Я подняла руку.
В отличие от Перкинса, Атрей сразу заметил меня.
– Антигона?
Ли
Какая ирония – столько лет оставаться в тени, а затем так неудачно попасть в поле зрения старого семейного репетитора.
Как только студенты вышли из аудитории, Тиндейл выглянул в коридор, а затем закрыл дверь. Его шаги гулким эхом отдавались в пустой комнате с каменными стенами.
Я пытался вспомнить, чем когда-нибудь насолил ему, за что сейчас он мог бы меня наказать, но в голову ничего не приходило. Когда мы в последний раз виделись, мне было всего семь лет, и занимался он в основном с моими старшими сестрами.
– Ты жив.
В его голосе прозвучало явное облегчение. Он стоял передо мной, опершись ладонями о первый стол в том ряду, где сидел я, и смотрел на меня так, словно видел призрака.

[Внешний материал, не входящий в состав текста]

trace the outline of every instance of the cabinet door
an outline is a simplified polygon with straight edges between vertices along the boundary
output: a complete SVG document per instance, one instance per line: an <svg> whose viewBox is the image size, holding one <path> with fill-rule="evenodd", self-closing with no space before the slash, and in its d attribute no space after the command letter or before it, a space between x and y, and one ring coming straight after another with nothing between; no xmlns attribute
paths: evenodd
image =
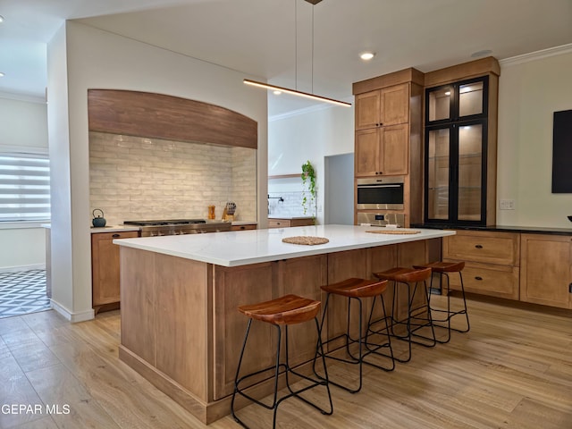
<svg viewBox="0 0 572 429"><path fill-rule="evenodd" d="M407 123L356 132L355 174L407 174L408 171Z"/></svg>
<svg viewBox="0 0 572 429"><path fill-rule="evenodd" d="M409 120L409 84L404 83L381 90L381 126L406 123Z"/></svg>
<svg viewBox="0 0 572 429"><path fill-rule="evenodd" d="M91 234L92 306L119 302L119 246L115 239L137 237L137 231Z"/></svg>
<svg viewBox="0 0 572 429"><path fill-rule="evenodd" d="M522 234L520 299L572 308L572 238Z"/></svg>
<svg viewBox="0 0 572 429"><path fill-rule="evenodd" d="M366 130L380 126L379 90L356 96L356 130Z"/></svg>
<svg viewBox="0 0 572 429"><path fill-rule="evenodd" d="M356 176L374 176L380 172L381 129L356 132Z"/></svg>
<svg viewBox="0 0 572 429"><path fill-rule="evenodd" d="M408 124L383 127L382 129L382 169L384 175L407 174L408 166Z"/></svg>
<svg viewBox="0 0 572 429"><path fill-rule="evenodd" d="M425 219L484 224L486 122L429 128L425 133Z"/></svg>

Так, значит, он не собирался выдавать меня. Я вдруг понял, что все это время сидел затаив дыхание, и с облегчением выдохнул.
– Как тебе удалось выжить?
Он перешел на драконий язык. И хотя теперь я мог свободно дышать, меня охватило раздражение. Если он был так рад, что я выжил, зачем рисковал моей безопасностью ради языковых предпочтений? Кто-нибудь мог подслушивать нас под дверью. Они бы сильно удивились, услышав, как сирота из Чипсайда говорит на чистейшем драконьем языке.
– Атрей вмешался, – ответил я на каллийском.
У Тиндейла округлились глаза.
– Он тебя спас?
Я кивнул.
– А твоя семья… он спас кого-нибудь еще?
Он по-прежнему говорил на драконьем, и меня удивила настойчивость его последнего вопроса.
– Нет.
Он все еще ждал, глядя на меня, но я не мог придумать ничего лучше, как сказать:
– Для остальных было уже слишком поздно.
Я попытался произнести эти слова, не думая о них, но образы близких людей вдруг все заслонили у меня перед глазами, и аудитория померкла.
Тиндейл отвернулся, словно испытывая похожие чувства.
– Прости. Я не хотел говорить об этом, но, думаю, теперь нет смысла скрывать. Я… – он обреченно усмехнулся, – я любил твою сестру.
Мою сестру. Какую именно? Я задумался и внезапно понял, о ком он говорит. И, словно прочитав мои мысли, он добавил:
– Пенелопу.
Внезапно воспоминания о ней обрушились на меня. Ее имя, ее лицо. Мне странно было слышать, как имя сестры произносит другой человек, словно после долгих лет молчания о моей семье часть меня перестала верить в то, что кто-то еще мог их знать.
Он продолжал говорить, но не потому, что хотел этого, а потому, что просто не мог заставить себя остановиться:
– Еще тогда было понятно, что у моих чувств не было… будущего. Хотя я был ученым, но из низов, а она вот-вот должна была обручиться с каким-то аврелианцем, не помню его имени… Но я любил ее. О драконы, я так любил ее. Хотя и знал, что она никогда бы не ответила мне взаимностью, да и не смогла бы остаться со мной. Я никогда никого так не любил, как ее.